Autocomplete

Topics: Trie data structure/prefix tree, recursive data structures, comparing records, UML diagrams, testing, algorithm analysis, file I/O

Due Date: April 3 @ 11:59PM

Starter Code

Background

In this assignment, you will write a program to implement autocomplete for a given set of N terms, where a term is a query string with an associated non-negative weight. That is, given a prefix, return all queries starting with that prefix in descending order of weight.

Autocomplete is pervasive in modern applications. As a user types, the program predicts the complete query (typically a word or phrase) they intend to type. Autocomplete is most effective when there are a limited number of likely queries. For example, IMDb uses it to display names of movies as a user types; search engines use it to display suggestions as a user enters search queries; cell phones use it to speed up text input.

title title title

In these examples, the application predicts how likely it is that the user is typing each query and presents them with a list of the top-matching queries, in descending order of weight. These weights are determined by historical data, such as box office revenue for movies, frequencies of search queries from other Google users, or the typing history of a cell phone user. For this assignment, you will have access to a set of all possible queries and associated weights (these queries and weights will not change).

The performance speed of autocomplete is critical in many systems. Consider a search engine that runs an autocomplete application on a server farm. According to one study, the application only had 50ms to return a list of suggestions for it to be useful to the user. Moreover, in principle, it must perform this computation for every keystroke typed into the search bar for every user!

You will implement autocomplete using a Trie. Your program will find all query strings (suggestions) starting with a prefix and sort the matching terms by weight or lexicographic order.

Assignment Steps

Step 0: Understanding the Problem

You are expected to submit a class diagram describing the program you write for this assignment. Specifically, you should submit a domain model diagram, as described in lecture. Consider reading through the assignment now all the way through and creating your diagram now, both to get it out of the way and to make sure you understand how all of the pieces will relate to each other.

Step 1: Term

Write a data type Term.java that implements the ITerm.java interface. This class represents an autocomplete term: a string and an associated weight (the data fields). Create getters/setters for these data fields in the class as well.

In Java, static methods can be defined in interfaces. Static methods are initialized at compile time and are associated with the class or interface in which it is defined (rather than an object). Dynamic methods are initialized at runtime and are associated with an object. You should implement the static methods in ITerm.java directly.

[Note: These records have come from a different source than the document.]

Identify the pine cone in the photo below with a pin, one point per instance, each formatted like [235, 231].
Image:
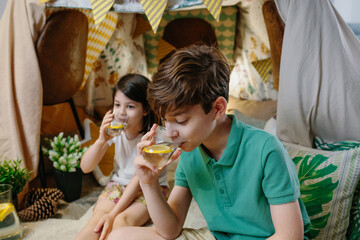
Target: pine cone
[41, 209]
[36, 194]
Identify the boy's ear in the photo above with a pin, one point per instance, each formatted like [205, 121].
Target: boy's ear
[219, 106]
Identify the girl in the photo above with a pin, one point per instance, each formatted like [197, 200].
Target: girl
[121, 203]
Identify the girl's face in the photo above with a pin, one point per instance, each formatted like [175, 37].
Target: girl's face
[134, 111]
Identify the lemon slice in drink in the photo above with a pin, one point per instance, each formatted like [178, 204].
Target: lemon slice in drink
[117, 126]
[158, 149]
[5, 209]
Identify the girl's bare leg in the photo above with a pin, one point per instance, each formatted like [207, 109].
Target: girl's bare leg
[134, 233]
[102, 207]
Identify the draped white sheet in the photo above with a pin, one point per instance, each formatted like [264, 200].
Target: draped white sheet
[20, 81]
[319, 90]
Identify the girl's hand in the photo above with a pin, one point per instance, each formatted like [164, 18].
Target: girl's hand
[105, 226]
[103, 136]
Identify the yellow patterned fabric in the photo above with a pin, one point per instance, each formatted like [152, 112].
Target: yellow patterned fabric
[97, 37]
[214, 7]
[100, 9]
[154, 11]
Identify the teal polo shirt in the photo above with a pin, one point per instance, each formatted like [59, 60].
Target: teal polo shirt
[234, 193]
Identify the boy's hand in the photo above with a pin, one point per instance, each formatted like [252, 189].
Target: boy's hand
[103, 136]
[146, 172]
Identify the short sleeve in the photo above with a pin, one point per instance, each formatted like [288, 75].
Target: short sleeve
[280, 182]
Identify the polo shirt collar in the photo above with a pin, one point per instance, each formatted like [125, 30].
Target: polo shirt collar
[233, 143]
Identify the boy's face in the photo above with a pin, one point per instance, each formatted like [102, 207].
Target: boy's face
[190, 126]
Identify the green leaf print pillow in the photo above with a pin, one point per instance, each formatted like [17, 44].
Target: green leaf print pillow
[327, 183]
[353, 232]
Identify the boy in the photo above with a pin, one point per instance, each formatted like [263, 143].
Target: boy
[241, 177]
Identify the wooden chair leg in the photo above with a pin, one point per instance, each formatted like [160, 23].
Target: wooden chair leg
[77, 119]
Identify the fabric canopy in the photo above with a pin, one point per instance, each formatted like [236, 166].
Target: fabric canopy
[319, 91]
[20, 81]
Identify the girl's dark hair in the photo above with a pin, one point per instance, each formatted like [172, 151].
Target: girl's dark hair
[134, 86]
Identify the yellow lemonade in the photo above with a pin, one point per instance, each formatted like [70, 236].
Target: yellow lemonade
[10, 228]
[158, 154]
[115, 130]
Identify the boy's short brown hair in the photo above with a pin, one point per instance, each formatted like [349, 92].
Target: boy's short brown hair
[197, 74]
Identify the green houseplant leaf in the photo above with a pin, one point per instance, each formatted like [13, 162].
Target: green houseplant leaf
[12, 173]
[318, 191]
[65, 152]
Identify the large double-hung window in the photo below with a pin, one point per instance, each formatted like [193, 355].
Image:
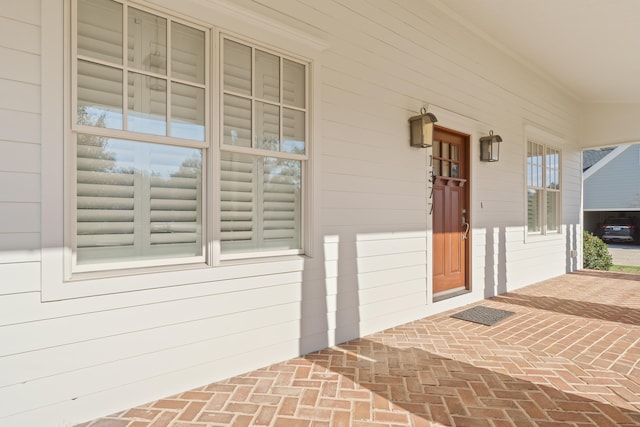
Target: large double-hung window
[543, 189]
[141, 142]
[264, 149]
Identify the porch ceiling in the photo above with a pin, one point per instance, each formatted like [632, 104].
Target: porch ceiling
[589, 47]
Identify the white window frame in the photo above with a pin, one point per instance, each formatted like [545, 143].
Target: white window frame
[255, 151]
[74, 271]
[546, 141]
[55, 91]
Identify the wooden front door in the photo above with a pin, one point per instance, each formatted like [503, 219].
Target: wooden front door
[450, 214]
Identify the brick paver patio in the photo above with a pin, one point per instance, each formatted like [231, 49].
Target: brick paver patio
[569, 356]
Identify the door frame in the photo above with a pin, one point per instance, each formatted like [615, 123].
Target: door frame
[469, 217]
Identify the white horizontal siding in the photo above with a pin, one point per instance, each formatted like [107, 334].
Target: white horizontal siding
[19, 277]
[76, 359]
[616, 185]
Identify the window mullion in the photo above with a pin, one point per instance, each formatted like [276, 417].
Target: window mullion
[254, 121]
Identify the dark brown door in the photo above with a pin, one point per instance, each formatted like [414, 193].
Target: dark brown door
[450, 212]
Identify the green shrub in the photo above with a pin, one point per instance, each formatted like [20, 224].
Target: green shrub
[596, 254]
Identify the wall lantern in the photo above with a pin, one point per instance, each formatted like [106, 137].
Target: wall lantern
[421, 128]
[490, 147]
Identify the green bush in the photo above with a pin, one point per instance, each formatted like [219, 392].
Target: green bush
[596, 254]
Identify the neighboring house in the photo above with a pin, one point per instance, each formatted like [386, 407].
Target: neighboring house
[611, 185]
[190, 190]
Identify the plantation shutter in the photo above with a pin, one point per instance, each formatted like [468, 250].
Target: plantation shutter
[175, 217]
[281, 203]
[106, 213]
[136, 201]
[237, 201]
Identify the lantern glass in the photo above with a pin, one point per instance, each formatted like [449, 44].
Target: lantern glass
[490, 148]
[421, 128]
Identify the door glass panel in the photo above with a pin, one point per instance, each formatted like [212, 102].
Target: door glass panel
[147, 104]
[99, 95]
[445, 168]
[267, 76]
[436, 149]
[187, 46]
[187, 111]
[147, 42]
[237, 68]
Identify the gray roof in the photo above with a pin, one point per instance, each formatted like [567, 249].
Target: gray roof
[591, 157]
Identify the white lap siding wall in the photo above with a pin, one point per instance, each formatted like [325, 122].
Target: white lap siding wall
[67, 361]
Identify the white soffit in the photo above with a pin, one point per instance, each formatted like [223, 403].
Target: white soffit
[589, 47]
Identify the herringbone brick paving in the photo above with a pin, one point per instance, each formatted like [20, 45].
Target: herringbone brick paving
[570, 356]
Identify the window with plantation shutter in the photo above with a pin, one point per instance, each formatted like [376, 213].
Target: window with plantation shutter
[543, 189]
[139, 137]
[264, 150]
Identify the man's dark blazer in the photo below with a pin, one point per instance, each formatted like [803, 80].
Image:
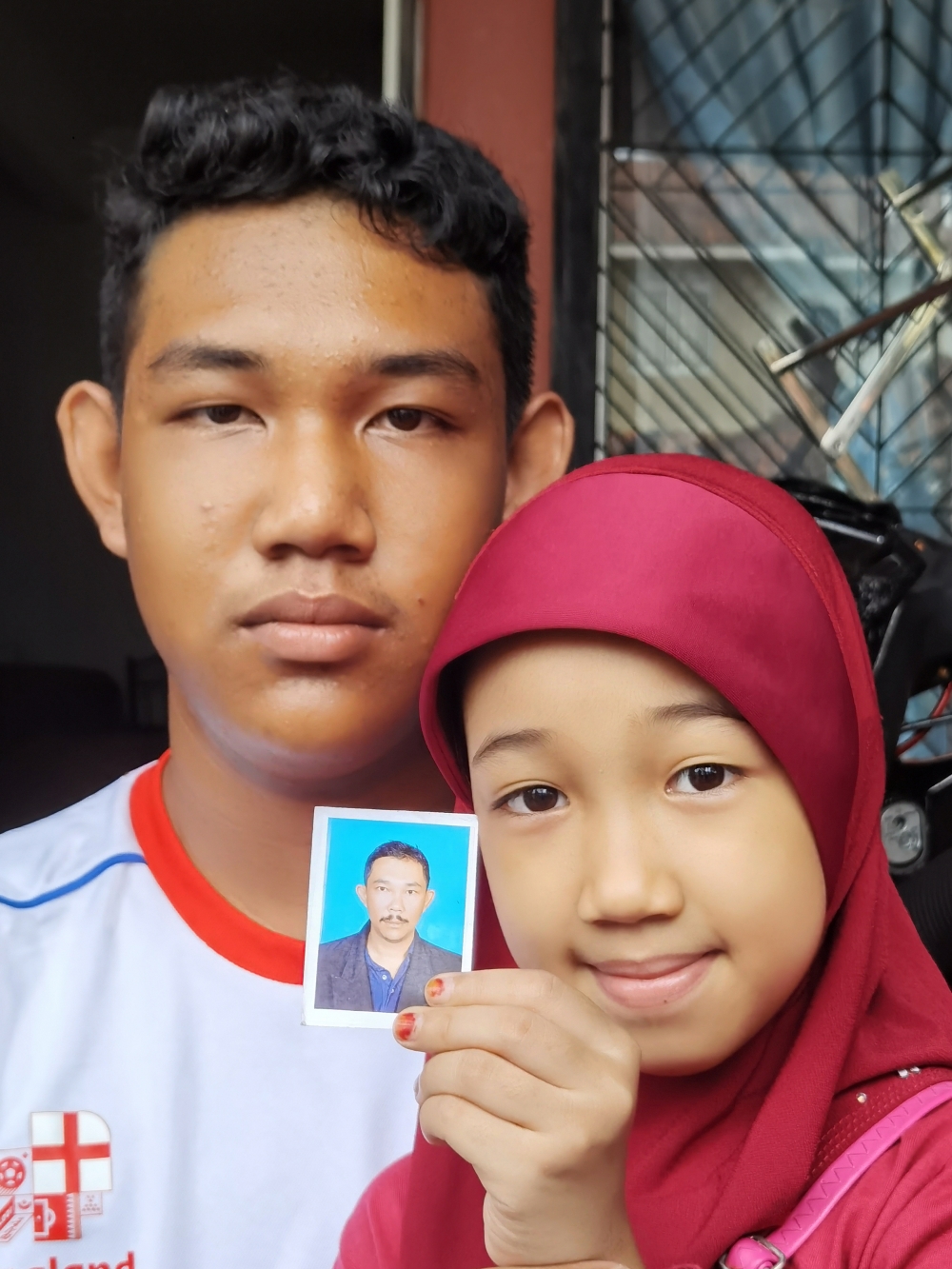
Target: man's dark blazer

Terms can be compared by three different orders (for lexiographic orderings, you can use the String compareTo() method):

  1. Lexicographic order by query string: The natural order.
  2. Lexicographic order by query string using only the first r characters: A family of alternate orderings. This order may seem a bit odd, but you will use it in Task 3 to find all query strings that start with a given prefix of length r. This corresponds to the byPrefixOrder(int r) method.
  3. Descending order by weight: Corresponds to byReverseWeightOrder(). Your Term.java class should have the following constructor:
// Initializes a Term with the given query string and weight
public Term(String term, long weight) {
}

Corner Cases

  1. The Term constructor should throw an IllegalArgumentException if term is null or weight is negative.
  2. byPrefixOrder() should throw an IllegalArgumentException if r is negative.

Testing Tip

Use the Collections.sort() method to test your orders. For example, if you create a List of ITerm(l), to sort list l using reverse weight order, you will do: Collections.sort(l, ITerm.byReverseWeightOrder());

Then check if the items are properly ordered: that the first element in l is the ITterm with the highest weight, the second is the one with the second largest weight, etc.

Step 2: Node

Write a data type Node.java that represents a node in your Trie. This data type will maintain a reference to a Term object. The Node class must also keep track of the number of words (in the subtrie rooted at node) matching the query string, the number of words with prefixes (in the subtrie rooted at node), and references to the next nodes. Create getters and setters for all data fields in this class using Eclipse’s naming suggestions. The Node class has the following attributes:

  1. term: Holds a Term object (a word and its weight). For nodes that do not correspond to a complete word, initialize the Term object so its `Rerm value is an empty string and its weight value is 0.
  2. words: This field indicates whether this node represents a complete word (for simplicity, a complete word is also considered a prefix). For example, in the “pokemon.txt” file, if a query string is “mew”, then the words value would be 1 for the node, since there is a Pokémon whose complete word is “Mew”. If the query string was “char”, then the words value would be 0 for that node. For this assignment all input words are unique, so this value won’t be greater than 1.
  3. prefixes: This field indicates how many words have the prefix of the node. For example, if a query string is “mew”, then the prefixes value would be 2, since there are two Pokémon that have that prefix (Mew and Mewtwo). If the query string is “char”, then the prefixes value would be 3 for that node (Charmander, Charmeleon, Charizard). An empty string is a prefix to all Terms.
  4. references: Array of references to this node’s children. Each vertex must have references to all his possible children (in our case 26). You must initialize all references to null in your constructor.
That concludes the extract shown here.